The issue of footprints is the most troubling since those of existing gazetteers are often point locations, rather than sets of points that define an area. When a gazetteer employs a single point to represent the footprint of a feature possessing non-zero extent, it is not always clear how the points were chosen. For example, they may be centroids, corners, or arbitrary points.
In constructing a gazetteer for the WP, we are having to choose appropriate footprints for features and to extract these footprints. The definition of an appropriate footprint for many classes of features is difficult. One must in general decide whether a single point, a simple polygon, a complex polygon, or some other representation is the most appropriate. Furthermore, there may be no unambiguous definition of the footprint of some feature (where does a mountain begin and end?). This ambiguity and fuzziness is inherent in a person's notion of the spatial extent of a feature, and is particularly difficult to specify. Finally, extracting and entering footprints into a gazetteer is expensive. Footprints may be generated manually, or from existing digital data, or from other ancillary information. An associated problem is finding and correcting errors in existing gazetteers.
Database support for the gazetteer information is currently provided by the ConQuest text-retrieval engine. A significant feature of ConQuest is its ability to handle fuzziness in the feature specifications. While the WP metadata are currently stored in the Sybase RDBMS, we are also implementing our metadata in the O2 object database, since many of the range values in informal interpretive mappings of interest are best represented as structured objects.

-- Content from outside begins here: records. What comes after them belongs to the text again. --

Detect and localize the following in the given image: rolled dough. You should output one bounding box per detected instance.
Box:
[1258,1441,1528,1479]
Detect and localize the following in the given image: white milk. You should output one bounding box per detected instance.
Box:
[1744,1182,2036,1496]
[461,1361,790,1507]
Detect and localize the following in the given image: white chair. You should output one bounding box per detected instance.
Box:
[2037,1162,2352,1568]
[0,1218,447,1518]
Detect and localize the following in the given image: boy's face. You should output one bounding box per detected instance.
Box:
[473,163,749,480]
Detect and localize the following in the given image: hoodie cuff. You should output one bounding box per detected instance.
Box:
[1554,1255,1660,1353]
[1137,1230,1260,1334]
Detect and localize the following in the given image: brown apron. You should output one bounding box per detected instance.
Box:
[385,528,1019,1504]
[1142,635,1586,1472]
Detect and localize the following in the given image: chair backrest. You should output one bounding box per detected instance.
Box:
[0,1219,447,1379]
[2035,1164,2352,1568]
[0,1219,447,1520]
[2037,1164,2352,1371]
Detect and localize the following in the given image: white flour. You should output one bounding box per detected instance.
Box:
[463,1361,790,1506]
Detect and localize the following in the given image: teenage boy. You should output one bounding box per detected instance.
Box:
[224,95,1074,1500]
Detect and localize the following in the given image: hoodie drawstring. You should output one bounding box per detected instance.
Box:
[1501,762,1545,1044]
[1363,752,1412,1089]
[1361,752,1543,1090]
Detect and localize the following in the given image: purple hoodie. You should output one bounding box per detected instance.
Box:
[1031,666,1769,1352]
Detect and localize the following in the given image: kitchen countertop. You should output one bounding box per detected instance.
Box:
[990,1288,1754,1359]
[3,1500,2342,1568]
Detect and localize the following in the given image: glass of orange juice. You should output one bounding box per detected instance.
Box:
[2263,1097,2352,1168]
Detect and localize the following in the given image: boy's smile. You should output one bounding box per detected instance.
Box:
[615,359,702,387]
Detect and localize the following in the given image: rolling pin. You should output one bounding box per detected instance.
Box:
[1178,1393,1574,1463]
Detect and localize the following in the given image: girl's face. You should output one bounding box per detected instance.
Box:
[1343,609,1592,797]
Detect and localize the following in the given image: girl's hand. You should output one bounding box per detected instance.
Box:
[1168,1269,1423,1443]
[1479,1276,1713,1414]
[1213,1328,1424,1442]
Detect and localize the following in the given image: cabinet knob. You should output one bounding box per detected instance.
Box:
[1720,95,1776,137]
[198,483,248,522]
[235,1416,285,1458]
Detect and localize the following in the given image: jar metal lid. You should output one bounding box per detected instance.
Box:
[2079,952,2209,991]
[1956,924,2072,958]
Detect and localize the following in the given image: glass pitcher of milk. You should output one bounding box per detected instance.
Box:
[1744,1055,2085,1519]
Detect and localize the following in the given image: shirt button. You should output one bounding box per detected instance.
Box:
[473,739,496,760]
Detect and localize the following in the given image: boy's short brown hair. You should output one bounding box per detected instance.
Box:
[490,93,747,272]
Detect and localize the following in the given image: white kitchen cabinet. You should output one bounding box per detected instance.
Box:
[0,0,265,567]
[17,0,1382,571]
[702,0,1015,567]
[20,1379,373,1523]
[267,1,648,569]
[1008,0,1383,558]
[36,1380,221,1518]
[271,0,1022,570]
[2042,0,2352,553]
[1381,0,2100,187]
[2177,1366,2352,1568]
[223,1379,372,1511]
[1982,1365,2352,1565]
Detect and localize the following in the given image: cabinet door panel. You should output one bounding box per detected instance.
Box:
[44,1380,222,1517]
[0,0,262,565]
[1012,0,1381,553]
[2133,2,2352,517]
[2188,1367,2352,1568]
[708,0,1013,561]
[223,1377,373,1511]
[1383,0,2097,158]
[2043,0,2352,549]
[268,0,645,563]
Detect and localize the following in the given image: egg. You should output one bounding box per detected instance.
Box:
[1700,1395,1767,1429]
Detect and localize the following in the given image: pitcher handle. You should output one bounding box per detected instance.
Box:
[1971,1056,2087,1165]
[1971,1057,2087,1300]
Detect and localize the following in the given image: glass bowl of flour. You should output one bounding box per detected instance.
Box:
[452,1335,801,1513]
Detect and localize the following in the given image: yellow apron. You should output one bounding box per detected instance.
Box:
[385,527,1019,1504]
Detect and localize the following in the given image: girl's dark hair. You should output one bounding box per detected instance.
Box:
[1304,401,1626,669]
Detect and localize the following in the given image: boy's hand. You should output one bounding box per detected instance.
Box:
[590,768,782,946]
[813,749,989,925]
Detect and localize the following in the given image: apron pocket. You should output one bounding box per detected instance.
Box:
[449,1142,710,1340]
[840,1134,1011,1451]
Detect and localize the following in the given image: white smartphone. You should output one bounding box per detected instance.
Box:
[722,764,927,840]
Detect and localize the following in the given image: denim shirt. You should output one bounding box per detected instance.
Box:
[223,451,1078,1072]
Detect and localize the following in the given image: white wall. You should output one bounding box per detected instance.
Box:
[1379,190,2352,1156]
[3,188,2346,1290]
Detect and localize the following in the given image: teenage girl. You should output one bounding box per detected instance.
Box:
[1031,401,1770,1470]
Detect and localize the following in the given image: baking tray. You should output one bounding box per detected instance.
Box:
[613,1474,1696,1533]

As the size of the metadatabase grows, it is critical to provide efficient support for different types of queries over the footprints with the use of appropriate spatial indexing methods. We have been exploring new methods of indexing multiply-nested spatial data [9] such as footprints. In particular, we have extended B-trees to ``IB-trees'' for handling data objects that span a range of values (intervals) rather than single-valued points in the data space. This allows two distinct approaches for indexing multidimensional hierarchical data. The first decomposes the d-dimensional data objects into d intervals, one per dimension, and indexes the intervals in each dimension separately. The second organizes all data objects at the same level, using standard spatial indexing methods.